Although Medicare is not supposed to take cost into consideration when making such rulings, the decision to launch a formal examination has raised concerns among cancer experts, drug companies, lawmakers, prostate cancer patients and advocacy groups....
Gosh.
The problem here is so simple really. It started when someone decided that there was a 'War on Terror'. This would be similar to a 'War on Sniping' or a 'War on Pincer Manuevers'. The US went to war against a tactic.

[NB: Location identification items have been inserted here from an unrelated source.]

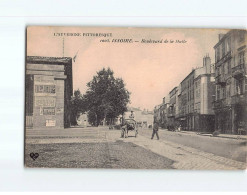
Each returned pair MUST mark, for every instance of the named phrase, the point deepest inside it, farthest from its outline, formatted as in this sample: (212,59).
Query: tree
(78,104)
(106,97)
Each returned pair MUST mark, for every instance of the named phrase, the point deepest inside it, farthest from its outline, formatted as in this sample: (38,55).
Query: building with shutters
(231,83)
(48,92)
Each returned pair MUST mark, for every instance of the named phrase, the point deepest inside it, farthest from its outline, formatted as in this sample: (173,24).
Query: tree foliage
(105,98)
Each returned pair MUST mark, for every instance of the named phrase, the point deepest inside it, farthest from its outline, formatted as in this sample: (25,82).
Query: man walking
(155,130)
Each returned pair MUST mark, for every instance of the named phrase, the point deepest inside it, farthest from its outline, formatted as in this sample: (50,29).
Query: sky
(149,70)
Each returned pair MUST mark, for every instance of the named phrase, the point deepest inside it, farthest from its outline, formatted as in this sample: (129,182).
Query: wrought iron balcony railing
(238,71)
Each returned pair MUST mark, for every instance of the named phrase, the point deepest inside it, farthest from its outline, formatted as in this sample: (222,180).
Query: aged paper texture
(135,98)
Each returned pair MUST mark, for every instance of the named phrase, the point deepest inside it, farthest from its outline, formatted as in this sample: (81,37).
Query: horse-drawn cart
(129,125)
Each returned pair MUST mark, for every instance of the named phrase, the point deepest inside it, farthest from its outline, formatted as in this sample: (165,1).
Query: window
(45,89)
(239,87)
(241,35)
(217,92)
(223,48)
(48,111)
(218,53)
(229,66)
(228,45)
(223,93)
(241,57)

In WW2 we were at war with Nazism and Fascism--and we fought the supporters of those ideologies at home, and abroad.
We have avoided even the appearance of being engaged with the ideology that is fighting us now.
We are at war with Islam.
Islam is a faith, but it is a faith designed as a political system, a faith designed as a world conquering ideology.
In WW2 we fought the ideologies of Fascism and Nazism in all the places it appears--against nations and groups.
And we did not hide from what we were fighting against.
Now, we fear speaking the truth. Even supporters of the 'War on Terror' refuse to make this connection--to them, we fight 'jihadis', or 'islamists'. And we do this because not all Muslims are jihadis.
Not all Germans were Nazis, Not all Italians were fascists--but we understood that we had to fight, and win--or die.
Then, we chose our life, and the life of our ideals over the lives and ideals of those promoting horror.
We must make that same stance today.
The Bund is building centers to teach the lessons of Mein Kampf. Why can we not see that?
Because it calls itself a faith?
What is this nois-lam you speak of? Is it a noisy lamb? No Is on the lam?
I KILL YOU!!!
@ noislam, btw.
If this was a breast cancer drug, we would not even be having this discussion.
The real test would be to ask if, were this a cancer drug for women, the bureacracy would even be asking this question.
With an employer centric health insurance market, it's not like I have any choices now anyways...
Until we figure out a way to have individuals actually purchasing health insurance on their own, there really isn't a choice as to which plan to purchase. Unfortunately, that has a tendency to turn insurance companies into "figuring out how to accurately reject those who are likely to cost them money."